Im vorliegenden Falle ist das Verlangen nach Vorlage der Briefe aus Rechtsgründen auch nicht zu beanstanden. § 41 GBO gilt nicht nur bei rechtsändernden, sondern auch bei berichtigenden Eintragungen nach einer außerhalb des Grundbuches eingetretenen Unrichtigkeit. Stets muß es sich jedoch dabei um eine Eintragung handeln, die die dingliche Rechtslage ändert und nicht etwa nur eine Tatsache kundgibt (Henke-Mönch-Horber aaO). Der Ansicht des Landgerichts, die Flurbereinigung habe eine Änderung nicht nur eines Sachverhältnisses, sondern auch der dinglichen Rechtslage bewirkt, stimmt der Senat zu. Der im § 68 FlurbG enthaltene Surrogationsgrundsatz steht dem, wie die Beschwerdeführerin unter Berufung auf Seehusen in RdL 1954, 205 ff. 233 - 235 meint, nicht entgegen. Diese Vorschrift regelt die Rechtsverhältnisse nach der erfolgten Flurbereinigung kraft Gesetzes dahin, daß nunmehr die Landabfindung an die Stelle der alten Grundstücke tritt. Ändert sich aber der Gegenstand des Grundpfandrechtes durch Veränderung des Besitzstandes, so ist wegen der rechtlichen Auswirkung auf Umfang und Inhalt der Rechte die beantragte Berichtigung nicht nur tatsächlicher Art, sondern steht, da sie die veränderte Rechtslage wiedergibt, einer rechtsändernden Eintragung gleich (vgl. KGJ 38, 246 (250/251); 50, 145 (146/147)).

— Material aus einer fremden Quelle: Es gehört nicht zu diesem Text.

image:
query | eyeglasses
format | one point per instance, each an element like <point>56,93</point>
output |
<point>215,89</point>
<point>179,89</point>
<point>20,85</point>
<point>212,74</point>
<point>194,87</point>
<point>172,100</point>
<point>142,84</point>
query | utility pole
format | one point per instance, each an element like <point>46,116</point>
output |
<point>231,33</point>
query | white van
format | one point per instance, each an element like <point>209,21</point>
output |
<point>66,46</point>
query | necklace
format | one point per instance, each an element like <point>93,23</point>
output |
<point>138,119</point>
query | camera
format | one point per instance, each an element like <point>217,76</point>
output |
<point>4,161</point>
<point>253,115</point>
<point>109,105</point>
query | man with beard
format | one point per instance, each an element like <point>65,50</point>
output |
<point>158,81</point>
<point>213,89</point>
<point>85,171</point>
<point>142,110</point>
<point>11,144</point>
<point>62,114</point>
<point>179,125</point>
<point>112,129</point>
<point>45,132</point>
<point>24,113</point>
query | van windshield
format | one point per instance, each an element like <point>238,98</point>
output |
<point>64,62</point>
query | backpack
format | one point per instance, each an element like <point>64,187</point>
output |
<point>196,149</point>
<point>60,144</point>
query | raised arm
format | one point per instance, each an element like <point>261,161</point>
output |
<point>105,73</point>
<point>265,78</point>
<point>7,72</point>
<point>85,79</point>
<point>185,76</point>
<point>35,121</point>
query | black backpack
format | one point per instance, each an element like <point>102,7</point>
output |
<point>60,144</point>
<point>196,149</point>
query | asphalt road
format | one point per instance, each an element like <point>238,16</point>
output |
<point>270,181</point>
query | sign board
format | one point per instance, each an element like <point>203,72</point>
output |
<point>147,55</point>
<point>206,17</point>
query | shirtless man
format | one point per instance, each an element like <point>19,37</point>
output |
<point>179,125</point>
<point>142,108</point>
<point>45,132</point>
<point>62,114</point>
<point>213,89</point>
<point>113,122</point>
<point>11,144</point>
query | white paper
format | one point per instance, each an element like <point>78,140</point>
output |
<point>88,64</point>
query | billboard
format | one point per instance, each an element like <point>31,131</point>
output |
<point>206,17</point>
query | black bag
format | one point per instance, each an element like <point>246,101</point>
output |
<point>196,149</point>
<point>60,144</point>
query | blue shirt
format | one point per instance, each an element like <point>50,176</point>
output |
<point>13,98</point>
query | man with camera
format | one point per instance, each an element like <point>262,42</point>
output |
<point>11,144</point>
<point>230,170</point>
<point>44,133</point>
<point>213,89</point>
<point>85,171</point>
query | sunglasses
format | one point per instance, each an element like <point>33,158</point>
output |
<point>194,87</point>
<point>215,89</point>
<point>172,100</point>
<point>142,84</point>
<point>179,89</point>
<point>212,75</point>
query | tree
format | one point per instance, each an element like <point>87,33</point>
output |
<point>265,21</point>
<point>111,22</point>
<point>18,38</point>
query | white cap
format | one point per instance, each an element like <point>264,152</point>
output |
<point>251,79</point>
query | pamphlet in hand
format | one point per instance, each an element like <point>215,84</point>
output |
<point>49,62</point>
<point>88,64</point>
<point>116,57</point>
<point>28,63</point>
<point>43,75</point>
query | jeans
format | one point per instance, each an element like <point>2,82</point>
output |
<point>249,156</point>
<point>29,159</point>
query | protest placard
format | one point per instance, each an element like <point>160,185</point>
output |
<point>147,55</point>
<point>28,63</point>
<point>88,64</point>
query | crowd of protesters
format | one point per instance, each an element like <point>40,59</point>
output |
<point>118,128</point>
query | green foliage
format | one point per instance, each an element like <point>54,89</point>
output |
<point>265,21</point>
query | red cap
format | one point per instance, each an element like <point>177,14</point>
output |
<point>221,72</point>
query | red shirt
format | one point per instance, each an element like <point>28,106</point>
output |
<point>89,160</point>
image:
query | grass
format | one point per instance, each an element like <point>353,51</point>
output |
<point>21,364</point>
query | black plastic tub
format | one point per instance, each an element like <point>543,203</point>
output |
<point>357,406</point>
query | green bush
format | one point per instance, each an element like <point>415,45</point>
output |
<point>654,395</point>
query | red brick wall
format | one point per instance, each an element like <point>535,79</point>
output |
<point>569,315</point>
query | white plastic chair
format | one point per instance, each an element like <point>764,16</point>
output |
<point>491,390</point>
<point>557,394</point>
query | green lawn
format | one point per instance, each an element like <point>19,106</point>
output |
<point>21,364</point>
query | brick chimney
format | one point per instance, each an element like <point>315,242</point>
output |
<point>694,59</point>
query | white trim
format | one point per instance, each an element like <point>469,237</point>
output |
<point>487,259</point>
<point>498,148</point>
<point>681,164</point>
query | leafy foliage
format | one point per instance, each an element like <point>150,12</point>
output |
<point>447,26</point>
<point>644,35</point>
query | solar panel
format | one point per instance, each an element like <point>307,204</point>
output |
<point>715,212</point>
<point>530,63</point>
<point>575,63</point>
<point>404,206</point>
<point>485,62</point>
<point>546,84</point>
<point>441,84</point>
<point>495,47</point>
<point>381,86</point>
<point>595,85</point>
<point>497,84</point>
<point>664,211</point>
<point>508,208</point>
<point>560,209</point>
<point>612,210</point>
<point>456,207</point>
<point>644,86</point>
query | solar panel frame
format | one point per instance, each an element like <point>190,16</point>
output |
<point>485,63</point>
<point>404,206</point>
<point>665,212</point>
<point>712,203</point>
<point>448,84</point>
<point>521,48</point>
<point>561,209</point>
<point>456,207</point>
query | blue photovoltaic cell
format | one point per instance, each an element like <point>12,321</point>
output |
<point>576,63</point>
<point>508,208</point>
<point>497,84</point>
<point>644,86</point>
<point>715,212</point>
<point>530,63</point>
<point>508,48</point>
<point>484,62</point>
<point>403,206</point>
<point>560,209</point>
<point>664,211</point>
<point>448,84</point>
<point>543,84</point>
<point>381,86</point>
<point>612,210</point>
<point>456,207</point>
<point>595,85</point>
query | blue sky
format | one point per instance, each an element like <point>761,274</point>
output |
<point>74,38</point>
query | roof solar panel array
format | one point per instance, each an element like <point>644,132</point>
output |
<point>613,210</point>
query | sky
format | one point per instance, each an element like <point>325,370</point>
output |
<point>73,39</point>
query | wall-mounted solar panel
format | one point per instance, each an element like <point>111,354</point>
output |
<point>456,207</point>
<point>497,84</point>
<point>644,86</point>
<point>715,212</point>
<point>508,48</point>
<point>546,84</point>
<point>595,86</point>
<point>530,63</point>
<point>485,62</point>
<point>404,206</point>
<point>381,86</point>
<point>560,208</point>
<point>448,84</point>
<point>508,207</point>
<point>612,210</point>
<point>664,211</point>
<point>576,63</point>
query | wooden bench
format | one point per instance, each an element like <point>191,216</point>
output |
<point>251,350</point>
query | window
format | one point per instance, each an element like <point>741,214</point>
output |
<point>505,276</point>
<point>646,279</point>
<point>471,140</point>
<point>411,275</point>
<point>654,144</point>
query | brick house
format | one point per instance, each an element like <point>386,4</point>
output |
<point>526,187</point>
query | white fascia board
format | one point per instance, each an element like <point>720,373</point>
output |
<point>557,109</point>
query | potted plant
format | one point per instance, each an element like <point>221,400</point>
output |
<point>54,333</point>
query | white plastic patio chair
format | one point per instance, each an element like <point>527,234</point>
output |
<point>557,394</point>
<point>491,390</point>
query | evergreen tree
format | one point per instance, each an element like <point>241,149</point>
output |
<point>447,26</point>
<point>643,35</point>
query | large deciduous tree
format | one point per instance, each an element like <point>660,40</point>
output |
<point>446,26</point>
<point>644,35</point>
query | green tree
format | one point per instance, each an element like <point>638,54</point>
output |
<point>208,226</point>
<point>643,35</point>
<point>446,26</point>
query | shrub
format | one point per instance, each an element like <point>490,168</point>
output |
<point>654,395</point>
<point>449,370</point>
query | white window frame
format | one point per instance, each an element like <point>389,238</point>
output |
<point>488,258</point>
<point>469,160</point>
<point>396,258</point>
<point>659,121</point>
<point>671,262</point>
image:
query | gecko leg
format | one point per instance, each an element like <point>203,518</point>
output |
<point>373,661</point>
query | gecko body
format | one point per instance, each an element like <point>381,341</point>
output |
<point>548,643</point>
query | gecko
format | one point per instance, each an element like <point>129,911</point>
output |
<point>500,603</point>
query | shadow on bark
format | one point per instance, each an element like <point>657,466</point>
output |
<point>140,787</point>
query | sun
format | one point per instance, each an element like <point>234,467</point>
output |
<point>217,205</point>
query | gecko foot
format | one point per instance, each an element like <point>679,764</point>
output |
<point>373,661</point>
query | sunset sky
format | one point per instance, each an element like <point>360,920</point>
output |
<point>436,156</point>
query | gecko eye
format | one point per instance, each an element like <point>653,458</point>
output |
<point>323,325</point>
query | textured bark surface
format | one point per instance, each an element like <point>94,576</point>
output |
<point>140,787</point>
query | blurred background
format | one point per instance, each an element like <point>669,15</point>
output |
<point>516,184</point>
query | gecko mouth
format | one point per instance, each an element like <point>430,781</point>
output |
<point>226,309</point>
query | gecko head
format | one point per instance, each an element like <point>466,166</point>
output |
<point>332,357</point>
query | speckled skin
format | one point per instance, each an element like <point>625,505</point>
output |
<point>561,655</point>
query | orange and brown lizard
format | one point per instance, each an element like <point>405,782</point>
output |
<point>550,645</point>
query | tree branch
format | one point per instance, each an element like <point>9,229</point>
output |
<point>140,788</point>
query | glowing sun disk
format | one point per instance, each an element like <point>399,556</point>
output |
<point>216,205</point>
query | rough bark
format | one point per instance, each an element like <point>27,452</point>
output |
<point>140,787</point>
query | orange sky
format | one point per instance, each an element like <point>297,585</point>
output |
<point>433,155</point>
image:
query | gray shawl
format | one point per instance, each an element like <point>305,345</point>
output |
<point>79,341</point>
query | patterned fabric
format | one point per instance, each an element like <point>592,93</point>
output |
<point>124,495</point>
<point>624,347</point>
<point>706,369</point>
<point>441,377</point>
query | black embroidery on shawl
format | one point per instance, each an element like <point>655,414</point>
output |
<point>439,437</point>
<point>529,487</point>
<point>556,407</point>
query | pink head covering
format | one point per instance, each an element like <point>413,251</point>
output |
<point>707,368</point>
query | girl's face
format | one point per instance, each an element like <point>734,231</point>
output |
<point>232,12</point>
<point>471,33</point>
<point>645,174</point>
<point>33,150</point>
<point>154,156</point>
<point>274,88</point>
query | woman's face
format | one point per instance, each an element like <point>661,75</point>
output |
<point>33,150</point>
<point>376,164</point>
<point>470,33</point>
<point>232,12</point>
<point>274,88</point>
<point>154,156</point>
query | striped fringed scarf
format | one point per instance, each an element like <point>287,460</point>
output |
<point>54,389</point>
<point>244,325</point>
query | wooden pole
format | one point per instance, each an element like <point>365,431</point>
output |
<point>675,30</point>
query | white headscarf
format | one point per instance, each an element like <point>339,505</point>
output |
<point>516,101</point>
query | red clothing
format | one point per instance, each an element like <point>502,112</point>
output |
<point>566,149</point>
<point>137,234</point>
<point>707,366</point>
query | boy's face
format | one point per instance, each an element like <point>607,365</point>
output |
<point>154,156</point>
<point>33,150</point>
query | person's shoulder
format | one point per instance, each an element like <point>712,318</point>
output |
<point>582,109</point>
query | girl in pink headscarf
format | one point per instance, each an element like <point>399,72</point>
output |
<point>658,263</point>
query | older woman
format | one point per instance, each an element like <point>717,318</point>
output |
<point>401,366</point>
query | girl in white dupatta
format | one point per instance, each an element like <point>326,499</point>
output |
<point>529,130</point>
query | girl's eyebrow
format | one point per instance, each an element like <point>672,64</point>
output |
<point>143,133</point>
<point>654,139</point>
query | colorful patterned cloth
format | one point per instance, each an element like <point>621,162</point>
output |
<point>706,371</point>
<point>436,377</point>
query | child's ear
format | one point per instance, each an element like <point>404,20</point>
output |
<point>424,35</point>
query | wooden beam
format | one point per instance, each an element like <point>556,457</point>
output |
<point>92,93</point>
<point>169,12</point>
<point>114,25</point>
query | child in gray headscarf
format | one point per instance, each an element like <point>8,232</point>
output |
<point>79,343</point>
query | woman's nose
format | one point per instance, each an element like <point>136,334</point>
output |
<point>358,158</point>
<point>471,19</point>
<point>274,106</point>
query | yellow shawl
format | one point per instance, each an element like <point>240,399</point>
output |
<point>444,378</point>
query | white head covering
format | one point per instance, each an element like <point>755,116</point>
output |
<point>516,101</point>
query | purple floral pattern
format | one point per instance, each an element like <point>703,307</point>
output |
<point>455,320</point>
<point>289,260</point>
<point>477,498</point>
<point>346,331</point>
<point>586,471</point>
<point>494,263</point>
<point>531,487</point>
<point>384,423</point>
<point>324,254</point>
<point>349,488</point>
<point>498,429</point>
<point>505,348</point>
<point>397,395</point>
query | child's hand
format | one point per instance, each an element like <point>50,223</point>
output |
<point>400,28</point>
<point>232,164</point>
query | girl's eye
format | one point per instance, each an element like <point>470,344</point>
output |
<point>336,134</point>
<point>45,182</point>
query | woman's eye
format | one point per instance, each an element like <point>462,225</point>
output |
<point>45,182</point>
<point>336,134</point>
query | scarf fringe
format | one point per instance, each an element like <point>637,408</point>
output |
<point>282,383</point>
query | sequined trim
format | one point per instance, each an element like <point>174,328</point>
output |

Es kommt hinzu, daß die Landabfindung im Bestandsverzeichnis unter neuer laufender Nummer in Spalte 1 zu führen ist. Dieses wiederum hat gemäß § 11 Abs. 3 GbVfg zur Folge, daß in Spalte 2 der III. Abteilung des Grundbuches die laufende Nummer, unter der das belastete Grundstück im Bestandsverzeichnis eingetragen ist, ebenfalls berichtigt werden muß. Es erfolgt somit auch eine Eintragung "bei" dem Grundpfandrecht im Sinne der §§ 41, 42 GBO (vgl. Hesse-Saage-Fischer, GBO, 4. Aufl., § 41 Anm. II 3 d, § 13 GbVfg Anm. VI), die das Grundbuchamt gemäß §§ 57 Abs. 1 und 2 Nr. b, 70 GBO berechtigt, auch den Brief zu berichtigen. Ein Ermessensfehler oder -mißbrauch des Grundbuchbeamten im Hinblick auf diese Sollvorschrift ist im vorliegenden Falle nicht ersichtlich; denn die Vorlage der Briefe dient dem Zweck, in diesen die durch die Flurbereinigung geschaffene Rechtslage mit dem Grundbuch in Einklang zu bringen. Das aber ist sachdienlich.